There is a significant association between flowering time and grain yield in rice. A longer flowering time is usually associated with higher grain yield. However, there is a trade-off between increased yield potential and delays in HD. Therefore, in terms of the action of Ghd7 and Ghd8, which play a crucial role in the regulation of flowering, these genes should be considered together in high-yield breeding programs, especially for those varieties used in the low latitude regions, where multiple plantings are commonly applied for obtaining high yield per area. As rice is the main source of daily calories, deciphering the combined effects of Ghd8, Ghd7, and Hd1 in flowering regulatory pathways will help elucidate the adaptation mechanism to various photoperiod conditions and will be beneficial in molecular design for the development of rice varieties with high yield potential.

Conclusions

This study investigates the genetic interaction effect between two major genes, Ghd8 and Ghd7, by using the segregating population generated from the cross between NIL lines and a natural germplasm panel in rice. The molecular basis of their interaction was further identified by using a series of experiments, including EMSA and ChIP. We found that Ghd8 regulates transcript of Ghd7 through the GHD8-OsHAP5b-HD1 regulatory complex. Thus Ghd8 and Ghd7 together with Hd1 largely explain seriously delayed flowering time, increased plant height, and improved yield potential in rice varieties. We also found that both functional Ghd8 and Ghd7 are pivotal for rice PS controlled by Hd1 and Hd3a, which is highly important for rice varieties to adapt to different environments. These findings provide insights into the molecular and genetic bases of the gene interaction on crop productivity and adaptation and reveal that the selectivity and combination of different functional alleles could be highly useful for improving yield potential in rice breeding programs.

Methods

Plant material and growth conditions

The panel of 196 rice accessions was used for nucleotide sequencing analysis [47, 48]. These accessions were obtained from China National Rice Research Institute and the International Rice Research Institutes. The varieties were grown in Wuhan (N30.52, E114.3) under natural LD conditions and in Hainan (N18.48, E110.02) under natural SD conditions for the measurements.

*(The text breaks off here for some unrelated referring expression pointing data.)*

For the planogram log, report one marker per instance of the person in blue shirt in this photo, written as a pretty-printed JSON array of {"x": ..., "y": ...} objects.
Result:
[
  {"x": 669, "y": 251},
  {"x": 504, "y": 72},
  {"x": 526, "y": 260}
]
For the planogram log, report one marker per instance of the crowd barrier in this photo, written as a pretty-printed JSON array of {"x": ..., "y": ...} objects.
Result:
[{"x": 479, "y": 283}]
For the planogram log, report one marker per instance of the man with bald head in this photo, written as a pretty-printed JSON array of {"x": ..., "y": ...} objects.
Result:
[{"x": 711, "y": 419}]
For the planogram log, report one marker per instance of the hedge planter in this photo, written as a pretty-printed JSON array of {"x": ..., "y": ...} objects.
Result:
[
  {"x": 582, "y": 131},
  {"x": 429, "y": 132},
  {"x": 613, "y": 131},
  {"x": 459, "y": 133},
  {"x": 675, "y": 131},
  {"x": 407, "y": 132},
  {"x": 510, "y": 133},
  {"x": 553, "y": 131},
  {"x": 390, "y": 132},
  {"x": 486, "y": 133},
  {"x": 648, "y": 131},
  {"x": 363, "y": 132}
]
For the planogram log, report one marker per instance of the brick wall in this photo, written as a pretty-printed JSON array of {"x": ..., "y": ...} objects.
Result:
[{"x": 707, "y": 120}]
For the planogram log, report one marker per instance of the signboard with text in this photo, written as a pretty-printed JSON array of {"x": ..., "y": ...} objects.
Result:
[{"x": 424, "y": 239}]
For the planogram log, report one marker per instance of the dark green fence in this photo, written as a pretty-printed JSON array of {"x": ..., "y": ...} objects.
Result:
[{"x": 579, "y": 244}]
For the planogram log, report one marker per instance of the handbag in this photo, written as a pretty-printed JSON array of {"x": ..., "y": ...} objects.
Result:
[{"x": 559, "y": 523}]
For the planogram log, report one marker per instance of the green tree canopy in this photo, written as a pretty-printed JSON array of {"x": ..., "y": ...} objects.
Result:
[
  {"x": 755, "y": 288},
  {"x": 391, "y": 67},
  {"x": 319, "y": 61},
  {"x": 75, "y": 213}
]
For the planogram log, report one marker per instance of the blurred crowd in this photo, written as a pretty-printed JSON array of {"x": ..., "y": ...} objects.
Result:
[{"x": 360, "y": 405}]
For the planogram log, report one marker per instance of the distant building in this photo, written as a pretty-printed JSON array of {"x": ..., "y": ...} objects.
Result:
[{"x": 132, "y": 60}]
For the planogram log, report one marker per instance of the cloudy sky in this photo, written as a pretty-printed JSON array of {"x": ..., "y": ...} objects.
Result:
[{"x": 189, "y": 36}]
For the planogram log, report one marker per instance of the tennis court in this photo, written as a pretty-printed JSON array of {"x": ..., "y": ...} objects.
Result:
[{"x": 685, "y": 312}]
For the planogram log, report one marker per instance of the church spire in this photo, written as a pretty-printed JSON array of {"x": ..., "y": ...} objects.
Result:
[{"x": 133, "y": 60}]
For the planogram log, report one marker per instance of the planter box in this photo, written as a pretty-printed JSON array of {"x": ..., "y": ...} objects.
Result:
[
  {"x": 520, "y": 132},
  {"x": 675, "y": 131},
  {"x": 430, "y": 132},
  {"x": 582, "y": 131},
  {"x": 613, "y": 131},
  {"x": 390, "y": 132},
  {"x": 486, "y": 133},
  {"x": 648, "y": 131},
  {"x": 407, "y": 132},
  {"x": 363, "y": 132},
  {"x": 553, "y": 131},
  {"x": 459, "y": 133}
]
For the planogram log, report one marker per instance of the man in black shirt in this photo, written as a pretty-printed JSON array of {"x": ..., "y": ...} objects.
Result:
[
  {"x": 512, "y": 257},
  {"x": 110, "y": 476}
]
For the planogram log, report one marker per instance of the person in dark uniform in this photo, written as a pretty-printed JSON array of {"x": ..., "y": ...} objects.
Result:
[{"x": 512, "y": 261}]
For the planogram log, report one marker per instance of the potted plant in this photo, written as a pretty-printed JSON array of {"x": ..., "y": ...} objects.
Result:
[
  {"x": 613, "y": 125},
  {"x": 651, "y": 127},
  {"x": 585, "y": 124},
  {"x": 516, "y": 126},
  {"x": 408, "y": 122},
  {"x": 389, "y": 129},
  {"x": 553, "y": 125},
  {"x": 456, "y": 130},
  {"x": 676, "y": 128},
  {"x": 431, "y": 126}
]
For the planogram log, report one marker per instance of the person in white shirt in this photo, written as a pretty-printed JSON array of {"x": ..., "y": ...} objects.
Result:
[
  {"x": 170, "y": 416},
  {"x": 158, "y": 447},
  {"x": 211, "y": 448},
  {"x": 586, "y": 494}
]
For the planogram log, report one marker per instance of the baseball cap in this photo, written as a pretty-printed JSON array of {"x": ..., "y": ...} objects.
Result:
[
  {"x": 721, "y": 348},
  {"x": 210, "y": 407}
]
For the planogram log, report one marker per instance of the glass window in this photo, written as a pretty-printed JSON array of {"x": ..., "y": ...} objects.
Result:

Two advanced backcross lines harboring the genomic regions with either functional Ghd7, Ghd8 or Hd1 were used to generate F1 hybrids [20]. The F1 plants were then backcrossed with ZS97 twice to create the BC2F1 generation. The segregating population of BC2F2 containing approximately 200 individuals was grown in Hainan. The SSR markers RM5436, PID2, and RM121 were used to select the heterozygous segments at Ghd7, Ghd8 and Hd1 during the crossing scheme. The four homozygous genotypes of Ghd8Ghd7, Ghd8ghd7, ghd8Ghd7 and ghd8ghd7 with the common background of ZS97 were selected as the near-isogenic lines (NILs) in which Hd1 is functional.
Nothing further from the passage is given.